The first genetic evidence came from studies into the extent to which bipolar disorder (then known as manic depression) ran in families. It was found that although not everyone with this disorder had relatives with a similar illness, many people seemed to. Overall, estimates seemed to indicate that if a person had bipolar disorder, there was approximately a 13% chance of that person having a relative with depression and a 7% chance of him or her having a relative with bipolar disorder. However, it is worth considering that this also means that the chances of a person with bipolar disorder not having a relative with either disorder are vastly higher (87% and 93% respectively). Even when studies have been undertaken of twins who share identical genes (monozygotic twins), the chances of the second twin having bipolar disorder if the first was a sufferer were not 100%. Around 67% of twin pairs who shared the same genes had bipolar disorder in both twins. This means that 33% of such twins did not share bipolar disorder in spite of being genetically identical.

Evidence to date does indicate that genes have a role in bipolar disorder. It is, however, also the case that many people with this diagnosis have no family history of this form of illness and, furthermore, many people with bipolar disorder go on to have children who are well. Therefore, the effects of genes on illness are complex and combine with many other different factors to determine whether or not a particular individual goes on to develop the illness itself. Recent information from the mapping of the human genome provided interesting evidence that the number of different genes in the human genome was much lower than that expected. Indeed, the figure reported was not substantially higher than that of lower mammals. This has been interpreted by geneticists as indicating that experiences after birth must have a greater impact in generating the diversity in human beings than had previously been supposed by scientists who were investigating primarily the biological and genetic elements of human functioning.


Organic

As bipolar disorder can involve many areas of human functioning, and also since there is evidence that drug treatments are effective for many people with bipolar disorder, a lot of research effort has gone into the investigation of possible abnormalities in brain function of people with bipolar disorder. Although there have been a number of studies that have seemed to show differences in brain chemistry between people with bipolar disorder and other groups, findings are not consistent. Also, there is at present insufficient evidence to link any one specific abnormality to the features of the disorder itself. For instance, the finding that the depressive phase of bipolar disorder is improved by medication, which increases the brain chemical serotonin, does not necessarily mean that reduced levels of the same chemical caused the original depression.

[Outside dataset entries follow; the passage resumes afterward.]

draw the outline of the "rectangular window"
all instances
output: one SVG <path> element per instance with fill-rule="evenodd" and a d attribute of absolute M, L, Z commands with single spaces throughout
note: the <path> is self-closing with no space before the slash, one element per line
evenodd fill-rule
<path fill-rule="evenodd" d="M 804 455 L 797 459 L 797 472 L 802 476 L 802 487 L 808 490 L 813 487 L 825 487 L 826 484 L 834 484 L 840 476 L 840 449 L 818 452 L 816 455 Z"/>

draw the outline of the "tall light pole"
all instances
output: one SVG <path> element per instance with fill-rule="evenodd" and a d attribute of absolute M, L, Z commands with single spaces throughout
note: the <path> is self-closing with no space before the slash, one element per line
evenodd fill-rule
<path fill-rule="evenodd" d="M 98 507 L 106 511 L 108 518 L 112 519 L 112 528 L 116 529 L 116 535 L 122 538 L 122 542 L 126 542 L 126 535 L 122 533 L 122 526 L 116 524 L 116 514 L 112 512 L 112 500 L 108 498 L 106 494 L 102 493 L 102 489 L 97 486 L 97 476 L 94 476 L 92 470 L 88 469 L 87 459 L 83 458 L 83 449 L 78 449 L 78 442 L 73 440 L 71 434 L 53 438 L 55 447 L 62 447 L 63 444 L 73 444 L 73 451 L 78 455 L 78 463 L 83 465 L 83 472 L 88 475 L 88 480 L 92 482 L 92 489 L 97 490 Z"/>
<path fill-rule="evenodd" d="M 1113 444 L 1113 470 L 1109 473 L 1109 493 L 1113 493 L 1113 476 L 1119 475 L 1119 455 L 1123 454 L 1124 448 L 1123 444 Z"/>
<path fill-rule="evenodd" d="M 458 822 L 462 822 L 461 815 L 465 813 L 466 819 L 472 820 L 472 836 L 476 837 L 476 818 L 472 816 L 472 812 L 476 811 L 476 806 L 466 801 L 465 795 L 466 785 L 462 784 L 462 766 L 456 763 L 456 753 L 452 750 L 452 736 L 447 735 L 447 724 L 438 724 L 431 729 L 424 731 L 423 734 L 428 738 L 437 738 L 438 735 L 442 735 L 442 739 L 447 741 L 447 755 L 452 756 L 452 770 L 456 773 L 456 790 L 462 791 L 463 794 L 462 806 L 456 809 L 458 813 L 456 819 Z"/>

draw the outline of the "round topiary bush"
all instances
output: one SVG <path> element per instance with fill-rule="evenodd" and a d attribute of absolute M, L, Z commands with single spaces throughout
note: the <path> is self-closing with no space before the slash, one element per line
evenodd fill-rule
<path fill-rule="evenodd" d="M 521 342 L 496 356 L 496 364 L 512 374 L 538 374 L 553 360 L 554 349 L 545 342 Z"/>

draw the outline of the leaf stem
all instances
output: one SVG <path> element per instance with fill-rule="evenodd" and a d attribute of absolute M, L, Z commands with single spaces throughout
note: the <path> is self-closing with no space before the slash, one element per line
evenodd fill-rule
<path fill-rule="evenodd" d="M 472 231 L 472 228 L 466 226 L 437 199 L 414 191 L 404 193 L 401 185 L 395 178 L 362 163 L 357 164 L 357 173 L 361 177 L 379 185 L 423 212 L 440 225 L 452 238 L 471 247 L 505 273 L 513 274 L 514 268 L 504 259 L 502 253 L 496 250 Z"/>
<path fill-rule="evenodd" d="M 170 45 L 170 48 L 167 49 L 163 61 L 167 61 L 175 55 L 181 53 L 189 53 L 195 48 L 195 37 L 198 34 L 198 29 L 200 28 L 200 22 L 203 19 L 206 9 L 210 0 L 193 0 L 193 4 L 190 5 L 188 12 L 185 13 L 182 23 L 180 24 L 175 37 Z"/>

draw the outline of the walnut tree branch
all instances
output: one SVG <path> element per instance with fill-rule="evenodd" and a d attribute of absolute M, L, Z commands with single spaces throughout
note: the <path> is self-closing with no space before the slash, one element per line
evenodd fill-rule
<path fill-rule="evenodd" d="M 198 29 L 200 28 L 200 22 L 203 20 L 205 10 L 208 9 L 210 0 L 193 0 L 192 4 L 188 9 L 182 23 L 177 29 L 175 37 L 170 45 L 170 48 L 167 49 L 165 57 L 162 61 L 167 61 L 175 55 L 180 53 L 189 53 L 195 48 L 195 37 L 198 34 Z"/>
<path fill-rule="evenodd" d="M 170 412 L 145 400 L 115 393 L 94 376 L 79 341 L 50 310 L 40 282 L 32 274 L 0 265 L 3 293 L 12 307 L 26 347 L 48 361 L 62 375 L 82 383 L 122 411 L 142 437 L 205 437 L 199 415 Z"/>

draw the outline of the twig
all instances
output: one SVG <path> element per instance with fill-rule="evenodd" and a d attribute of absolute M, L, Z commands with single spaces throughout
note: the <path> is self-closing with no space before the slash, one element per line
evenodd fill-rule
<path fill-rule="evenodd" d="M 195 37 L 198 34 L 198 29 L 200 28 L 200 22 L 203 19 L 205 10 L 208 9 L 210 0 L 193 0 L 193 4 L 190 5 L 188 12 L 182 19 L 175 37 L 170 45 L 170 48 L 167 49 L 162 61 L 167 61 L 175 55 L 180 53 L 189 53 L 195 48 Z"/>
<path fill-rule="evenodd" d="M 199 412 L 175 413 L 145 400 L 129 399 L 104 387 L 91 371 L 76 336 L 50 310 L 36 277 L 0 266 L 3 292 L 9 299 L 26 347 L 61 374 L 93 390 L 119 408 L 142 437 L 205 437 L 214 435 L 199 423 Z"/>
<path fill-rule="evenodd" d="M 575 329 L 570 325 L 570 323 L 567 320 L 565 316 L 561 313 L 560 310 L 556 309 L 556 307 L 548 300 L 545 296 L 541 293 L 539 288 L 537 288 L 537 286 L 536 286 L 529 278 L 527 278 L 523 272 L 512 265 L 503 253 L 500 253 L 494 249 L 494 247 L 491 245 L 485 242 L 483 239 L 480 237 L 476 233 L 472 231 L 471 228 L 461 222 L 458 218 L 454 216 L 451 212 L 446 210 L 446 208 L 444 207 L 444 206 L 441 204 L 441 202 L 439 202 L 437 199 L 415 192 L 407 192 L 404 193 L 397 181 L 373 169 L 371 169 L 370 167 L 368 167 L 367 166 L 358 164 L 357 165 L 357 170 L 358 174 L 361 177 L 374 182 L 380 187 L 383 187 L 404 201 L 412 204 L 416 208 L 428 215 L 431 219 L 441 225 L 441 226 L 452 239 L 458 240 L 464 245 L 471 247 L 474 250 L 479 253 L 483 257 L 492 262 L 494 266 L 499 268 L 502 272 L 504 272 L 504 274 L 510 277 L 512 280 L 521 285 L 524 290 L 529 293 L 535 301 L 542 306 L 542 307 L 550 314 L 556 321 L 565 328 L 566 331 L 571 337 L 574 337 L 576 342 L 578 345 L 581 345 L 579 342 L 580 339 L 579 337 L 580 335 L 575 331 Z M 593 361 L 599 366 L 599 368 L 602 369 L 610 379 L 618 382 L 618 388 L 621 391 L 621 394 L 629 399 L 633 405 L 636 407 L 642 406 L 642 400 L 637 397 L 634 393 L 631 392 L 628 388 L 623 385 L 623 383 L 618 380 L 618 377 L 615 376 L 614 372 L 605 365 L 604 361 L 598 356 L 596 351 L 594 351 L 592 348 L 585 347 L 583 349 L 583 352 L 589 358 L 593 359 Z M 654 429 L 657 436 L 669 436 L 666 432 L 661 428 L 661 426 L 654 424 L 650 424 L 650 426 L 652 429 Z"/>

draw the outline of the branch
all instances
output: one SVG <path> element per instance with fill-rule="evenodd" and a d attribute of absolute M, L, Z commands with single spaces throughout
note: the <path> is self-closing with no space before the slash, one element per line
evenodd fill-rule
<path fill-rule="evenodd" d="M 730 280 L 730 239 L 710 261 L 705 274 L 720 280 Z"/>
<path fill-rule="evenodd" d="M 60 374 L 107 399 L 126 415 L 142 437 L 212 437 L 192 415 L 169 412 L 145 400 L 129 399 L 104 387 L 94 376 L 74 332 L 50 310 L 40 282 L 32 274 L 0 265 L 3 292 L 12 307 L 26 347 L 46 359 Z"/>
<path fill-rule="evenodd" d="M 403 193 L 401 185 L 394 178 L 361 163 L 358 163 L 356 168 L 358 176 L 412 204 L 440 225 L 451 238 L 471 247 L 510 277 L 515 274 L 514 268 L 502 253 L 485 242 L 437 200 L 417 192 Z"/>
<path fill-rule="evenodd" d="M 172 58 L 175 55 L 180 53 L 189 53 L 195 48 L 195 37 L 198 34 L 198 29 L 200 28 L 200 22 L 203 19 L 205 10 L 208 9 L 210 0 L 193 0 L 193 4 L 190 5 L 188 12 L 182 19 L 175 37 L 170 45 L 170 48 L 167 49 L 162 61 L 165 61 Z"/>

If brain differences are finally established, they will have to be consistent with the fluctuating patterns of bipolar disorder and take account of both extremes of mood evident in this illness. It is likely that any brain abnormalities (if present at all) will be found in the interactions between structures involved in integrating and organising different brain functions.


Environmental

If genes or biology were the only factors that influenced bipolar disorder, then the experiences a person has in life should not affect whether he or she develops the disorder or becomes ill again subsequently (relapses). However, there is clear evidence that in the period leading up to first becoming ill people will often have experienced significant changes or problems in their lives. The level of these problems will usually be higher than those experienced by people who do not become ill. Once a person has received the initial diagnosis of bipolar disorder, further periods of ill health will again often be preceded by difficulties in the period leading up to ill health recurring. In the past, there had been suggestions that this apparent relationship between people's experiences and their subsequent mood problems was misleading. It had been argued that this association just reflected the fact that people were beginning to become unwell and their behaviour was then responsible for causing difficulties in every day life. Researchers, working first in the area of depression and later looking at bipolar disorder, have therefore distinguished between events that could be described as dependent (caused by the person) and those that are independent (not under the control of the individual). An example might serve to illustrate this distinction:

If a person lost his or her job in the weeks leading up to an episode of illness, then this would be a dependent event if it were the result of the person's increasingly erratic behaviour. However, it would be an independent event if it followed satisfactory job performance and the firm the person worked for was in the process of reducing its workforce for economic reasons.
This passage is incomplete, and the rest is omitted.